Permettent-ils de canaliser la masse monétaire en circulation dans la sphère informelle sans une nouvelle gouvernance et la refonte du système financier ?

Les bureaux de change

Afin de canaliser le capital argent de la sphère informelle, le 23 septembre 2023, le Conseil monétaire et bancaire vient d’adopter un projet de règlement relatif aux conditions d’autorisation, de constitution, d’agrément et d’exercice des bureaux de change, une démarche qui vise à créer les conditions idoines à même de favoriser le déploiement d’un vaste réseau national de ces bureaux.En effet, beaucoup de ménages se mettent dans la perspective d’une chute des revenus pétroliers, et vu les fluctuations erratiques des cours achètent les devises sur le marché informel et des biens à l’étranger. Paradoxalement, cela n’étant pas propre à l’Algérie, mais dans les pays en voie de développement connaissant une situation dualiste de leur monnaie, ce sont une partie des devises transférées par Banque d’Algérie au cours officiel, via les surfacturations d’agents publics et privés algériens, en complicité avec des opérateurs étrangers ( partage des gains) qui par différents canaux informels alimentent le marché de devises au niveau national et permet des achats de biens à l’étranger. Troisièmement, beaucoup d’Algériens et d’étrangers utilisent le marché parallèle pour le transfert de devises, puisque chaque algérien et étranger a droit par voyage à 1000 euros non déclarés, certains utilisant leurs employés algériens pour augmenter le montant, assistant certainement, du fait de la méfiance, à une importante fuite de capitaux de ceux qui possèdent de grosses fortunes.

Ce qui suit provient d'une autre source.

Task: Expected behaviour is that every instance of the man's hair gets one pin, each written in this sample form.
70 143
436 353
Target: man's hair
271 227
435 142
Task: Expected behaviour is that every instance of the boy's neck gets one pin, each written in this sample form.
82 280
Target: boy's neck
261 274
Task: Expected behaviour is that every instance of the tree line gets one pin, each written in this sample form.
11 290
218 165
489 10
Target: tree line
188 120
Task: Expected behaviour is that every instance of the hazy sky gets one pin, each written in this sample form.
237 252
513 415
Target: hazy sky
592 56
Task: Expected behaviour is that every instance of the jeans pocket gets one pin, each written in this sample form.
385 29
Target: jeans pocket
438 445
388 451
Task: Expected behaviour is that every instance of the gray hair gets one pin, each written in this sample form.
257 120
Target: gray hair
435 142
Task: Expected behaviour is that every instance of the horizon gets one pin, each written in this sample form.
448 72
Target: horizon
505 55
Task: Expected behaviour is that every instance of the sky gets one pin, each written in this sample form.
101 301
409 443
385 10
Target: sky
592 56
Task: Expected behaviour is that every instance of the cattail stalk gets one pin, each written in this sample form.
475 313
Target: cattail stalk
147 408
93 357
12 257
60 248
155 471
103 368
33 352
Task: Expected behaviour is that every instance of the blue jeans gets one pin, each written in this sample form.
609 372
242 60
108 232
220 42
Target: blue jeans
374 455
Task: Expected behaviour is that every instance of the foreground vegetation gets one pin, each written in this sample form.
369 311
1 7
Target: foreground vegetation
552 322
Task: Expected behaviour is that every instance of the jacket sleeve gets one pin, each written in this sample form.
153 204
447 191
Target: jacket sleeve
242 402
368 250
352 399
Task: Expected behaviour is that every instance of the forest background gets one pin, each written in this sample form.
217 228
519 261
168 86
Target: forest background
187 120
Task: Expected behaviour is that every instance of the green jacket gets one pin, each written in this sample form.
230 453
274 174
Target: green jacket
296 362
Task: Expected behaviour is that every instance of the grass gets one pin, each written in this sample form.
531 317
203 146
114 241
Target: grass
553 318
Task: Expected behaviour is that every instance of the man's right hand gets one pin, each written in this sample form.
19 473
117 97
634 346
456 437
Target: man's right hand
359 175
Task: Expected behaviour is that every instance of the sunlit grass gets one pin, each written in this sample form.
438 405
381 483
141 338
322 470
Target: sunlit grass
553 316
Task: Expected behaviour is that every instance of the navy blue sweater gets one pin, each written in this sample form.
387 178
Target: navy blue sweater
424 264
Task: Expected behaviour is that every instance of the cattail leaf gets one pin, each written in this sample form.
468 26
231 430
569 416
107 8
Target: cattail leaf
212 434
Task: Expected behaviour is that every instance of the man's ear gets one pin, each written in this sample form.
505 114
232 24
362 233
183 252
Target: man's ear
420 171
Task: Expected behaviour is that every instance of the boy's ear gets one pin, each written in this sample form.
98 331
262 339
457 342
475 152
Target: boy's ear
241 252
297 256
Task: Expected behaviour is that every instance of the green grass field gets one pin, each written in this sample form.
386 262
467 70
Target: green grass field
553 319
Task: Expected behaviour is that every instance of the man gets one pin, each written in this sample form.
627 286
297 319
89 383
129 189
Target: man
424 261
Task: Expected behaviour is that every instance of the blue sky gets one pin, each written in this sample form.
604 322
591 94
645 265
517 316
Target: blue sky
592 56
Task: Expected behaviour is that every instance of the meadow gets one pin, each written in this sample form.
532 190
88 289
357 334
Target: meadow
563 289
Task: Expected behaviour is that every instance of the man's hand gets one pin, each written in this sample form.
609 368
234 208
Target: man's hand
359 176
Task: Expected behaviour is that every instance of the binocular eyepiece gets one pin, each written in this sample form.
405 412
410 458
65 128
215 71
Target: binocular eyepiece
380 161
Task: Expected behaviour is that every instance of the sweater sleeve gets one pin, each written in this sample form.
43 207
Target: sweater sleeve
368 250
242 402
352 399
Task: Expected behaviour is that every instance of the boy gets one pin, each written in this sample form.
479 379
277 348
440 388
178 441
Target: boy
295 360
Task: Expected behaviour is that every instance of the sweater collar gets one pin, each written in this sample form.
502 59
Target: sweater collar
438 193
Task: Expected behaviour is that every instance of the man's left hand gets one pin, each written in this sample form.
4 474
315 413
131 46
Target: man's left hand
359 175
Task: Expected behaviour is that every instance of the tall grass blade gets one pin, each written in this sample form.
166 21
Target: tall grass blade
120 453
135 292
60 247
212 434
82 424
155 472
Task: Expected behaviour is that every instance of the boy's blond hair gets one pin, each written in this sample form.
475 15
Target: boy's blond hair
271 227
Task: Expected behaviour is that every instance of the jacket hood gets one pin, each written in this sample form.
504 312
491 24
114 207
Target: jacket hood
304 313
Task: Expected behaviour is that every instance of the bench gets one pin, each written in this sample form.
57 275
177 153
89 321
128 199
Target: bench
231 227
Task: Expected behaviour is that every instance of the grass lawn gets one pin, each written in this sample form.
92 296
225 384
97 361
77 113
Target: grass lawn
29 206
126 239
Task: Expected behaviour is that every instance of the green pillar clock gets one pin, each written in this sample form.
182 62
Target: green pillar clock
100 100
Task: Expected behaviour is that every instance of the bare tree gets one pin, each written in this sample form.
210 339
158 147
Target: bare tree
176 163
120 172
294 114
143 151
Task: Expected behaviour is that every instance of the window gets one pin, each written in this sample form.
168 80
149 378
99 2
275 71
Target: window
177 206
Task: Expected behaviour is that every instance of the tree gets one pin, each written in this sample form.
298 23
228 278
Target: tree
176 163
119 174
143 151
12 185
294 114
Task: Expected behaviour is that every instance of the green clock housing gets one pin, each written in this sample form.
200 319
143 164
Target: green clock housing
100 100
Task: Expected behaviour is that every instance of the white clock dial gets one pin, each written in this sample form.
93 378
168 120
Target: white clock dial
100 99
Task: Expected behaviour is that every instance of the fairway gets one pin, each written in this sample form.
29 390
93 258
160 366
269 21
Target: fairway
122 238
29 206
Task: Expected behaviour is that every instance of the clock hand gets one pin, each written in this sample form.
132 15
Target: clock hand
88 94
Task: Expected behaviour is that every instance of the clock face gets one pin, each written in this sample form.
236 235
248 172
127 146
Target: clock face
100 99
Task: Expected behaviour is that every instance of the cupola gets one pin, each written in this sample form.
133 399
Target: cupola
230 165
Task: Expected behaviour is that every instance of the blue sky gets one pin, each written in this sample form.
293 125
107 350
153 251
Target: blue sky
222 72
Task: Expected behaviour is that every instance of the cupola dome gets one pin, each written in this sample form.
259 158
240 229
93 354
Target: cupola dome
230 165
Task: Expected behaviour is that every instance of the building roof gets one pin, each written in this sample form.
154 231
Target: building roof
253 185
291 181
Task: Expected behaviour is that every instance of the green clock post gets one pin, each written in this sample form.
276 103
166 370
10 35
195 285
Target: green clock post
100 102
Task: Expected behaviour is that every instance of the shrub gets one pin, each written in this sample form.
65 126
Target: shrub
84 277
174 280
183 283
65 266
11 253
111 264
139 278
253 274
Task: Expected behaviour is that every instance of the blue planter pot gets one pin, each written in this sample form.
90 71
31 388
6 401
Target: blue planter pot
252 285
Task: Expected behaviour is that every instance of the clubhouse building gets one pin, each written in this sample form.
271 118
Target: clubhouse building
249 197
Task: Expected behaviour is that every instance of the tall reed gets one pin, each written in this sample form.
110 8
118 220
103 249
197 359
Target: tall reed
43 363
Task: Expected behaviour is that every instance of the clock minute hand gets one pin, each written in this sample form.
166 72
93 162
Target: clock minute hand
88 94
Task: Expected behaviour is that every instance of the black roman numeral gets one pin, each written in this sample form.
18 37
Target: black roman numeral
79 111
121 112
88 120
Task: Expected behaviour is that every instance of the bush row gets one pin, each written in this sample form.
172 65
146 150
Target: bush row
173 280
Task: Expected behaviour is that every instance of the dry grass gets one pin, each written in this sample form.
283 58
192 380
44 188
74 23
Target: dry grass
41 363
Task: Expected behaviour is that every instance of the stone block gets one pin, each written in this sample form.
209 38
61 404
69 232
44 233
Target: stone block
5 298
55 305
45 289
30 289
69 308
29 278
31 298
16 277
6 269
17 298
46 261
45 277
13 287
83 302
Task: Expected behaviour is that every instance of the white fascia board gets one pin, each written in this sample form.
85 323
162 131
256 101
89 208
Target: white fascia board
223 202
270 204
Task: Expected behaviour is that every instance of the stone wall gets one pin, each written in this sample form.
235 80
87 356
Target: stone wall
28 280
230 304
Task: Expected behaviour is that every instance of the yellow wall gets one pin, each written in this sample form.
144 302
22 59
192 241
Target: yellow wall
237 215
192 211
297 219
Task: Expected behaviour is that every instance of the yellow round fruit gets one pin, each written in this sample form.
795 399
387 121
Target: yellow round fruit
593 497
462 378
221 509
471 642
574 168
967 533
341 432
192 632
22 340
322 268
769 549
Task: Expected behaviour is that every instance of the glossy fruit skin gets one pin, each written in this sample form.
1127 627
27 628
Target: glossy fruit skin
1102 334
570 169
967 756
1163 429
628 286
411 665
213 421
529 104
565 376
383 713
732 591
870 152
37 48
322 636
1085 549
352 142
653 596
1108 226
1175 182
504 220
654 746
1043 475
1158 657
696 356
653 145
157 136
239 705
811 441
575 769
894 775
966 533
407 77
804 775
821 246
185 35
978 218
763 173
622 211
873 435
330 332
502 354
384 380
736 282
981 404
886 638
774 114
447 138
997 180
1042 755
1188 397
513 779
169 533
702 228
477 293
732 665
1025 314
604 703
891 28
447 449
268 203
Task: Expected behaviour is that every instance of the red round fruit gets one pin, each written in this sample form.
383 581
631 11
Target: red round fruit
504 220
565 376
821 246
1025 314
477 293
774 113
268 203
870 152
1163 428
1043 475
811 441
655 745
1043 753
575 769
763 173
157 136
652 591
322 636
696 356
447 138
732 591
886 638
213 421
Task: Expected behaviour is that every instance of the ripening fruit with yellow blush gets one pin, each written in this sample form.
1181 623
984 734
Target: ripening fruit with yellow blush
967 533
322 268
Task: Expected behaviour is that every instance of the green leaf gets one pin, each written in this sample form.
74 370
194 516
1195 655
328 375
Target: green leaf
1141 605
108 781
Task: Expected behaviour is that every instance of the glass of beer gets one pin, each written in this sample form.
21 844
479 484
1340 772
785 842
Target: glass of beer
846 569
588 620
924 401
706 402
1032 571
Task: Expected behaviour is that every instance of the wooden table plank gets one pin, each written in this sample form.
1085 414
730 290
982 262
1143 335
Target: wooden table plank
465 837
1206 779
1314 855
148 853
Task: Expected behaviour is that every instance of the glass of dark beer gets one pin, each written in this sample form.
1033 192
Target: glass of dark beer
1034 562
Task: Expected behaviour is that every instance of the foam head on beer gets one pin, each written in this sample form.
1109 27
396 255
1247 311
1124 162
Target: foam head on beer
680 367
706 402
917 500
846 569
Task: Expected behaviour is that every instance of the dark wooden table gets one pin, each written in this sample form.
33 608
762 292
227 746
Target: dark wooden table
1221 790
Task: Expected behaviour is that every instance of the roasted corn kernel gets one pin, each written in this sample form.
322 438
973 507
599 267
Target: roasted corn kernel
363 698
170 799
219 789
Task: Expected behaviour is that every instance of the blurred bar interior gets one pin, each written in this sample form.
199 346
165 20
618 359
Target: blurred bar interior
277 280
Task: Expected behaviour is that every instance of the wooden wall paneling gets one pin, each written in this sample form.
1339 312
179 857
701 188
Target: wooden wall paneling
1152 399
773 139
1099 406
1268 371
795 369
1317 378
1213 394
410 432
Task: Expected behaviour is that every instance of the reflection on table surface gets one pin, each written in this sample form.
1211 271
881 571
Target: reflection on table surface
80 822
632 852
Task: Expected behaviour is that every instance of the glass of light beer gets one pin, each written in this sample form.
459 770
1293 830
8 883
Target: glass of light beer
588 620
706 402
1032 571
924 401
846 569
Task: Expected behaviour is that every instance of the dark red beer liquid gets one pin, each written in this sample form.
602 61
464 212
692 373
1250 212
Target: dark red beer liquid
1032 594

Quatrièmement, il y a eu une baisse des transferts avec les décès des retraités à l’étranger. Cette baisse de l’offre de devises a été contrebalancée par les fortunes acquises régulièrement ou irrégulièrement par la communauté algérienne localement et à l’étranger qui font transiter irrégulièrement ou régulièrement des devises en Algérie, montrant clairement que le marché parallèle de devises est bien plus important que certaines données de 5 milliards d’euros, où ces montants convertis en investissement vers l’achat d’une valeur sûre l’immobilier. Une partie des transferts est liée à la corruption en devises sans compter les surfacturations des projets en dinars algériens, qui expliquent les surcoûts des projets avec des malfaçons surtout dans le BTPH. Les importations en biens et services, selon le FMI ont été entre 2000/2021 de plus de 1050 milliards de dollars pour des exportations en devises de 1100 milliards de dollars, le solde étant les réserves de change au 31/12/2021. Quel a été le montant entre 2022 et septembre 2023 ? Si on applique un taux de surfacturation de 10% nous aurons des transferts illicites de capitaux souvent dans des paradis fiscaux, en complicités avec certains fournisseurs étrangers, de 100 milliards de dollars et pour 15% 150 milliards de dollars, Si on ajoute les surfacturations en dinars le montant pourrait doubler ? Une partie de ces transferts en retour alimente le marché parallèle de devises : si l’on prend seulement dix pour cent cela varierait entre 10 et 15 milliards de dollars/an pour la période citée.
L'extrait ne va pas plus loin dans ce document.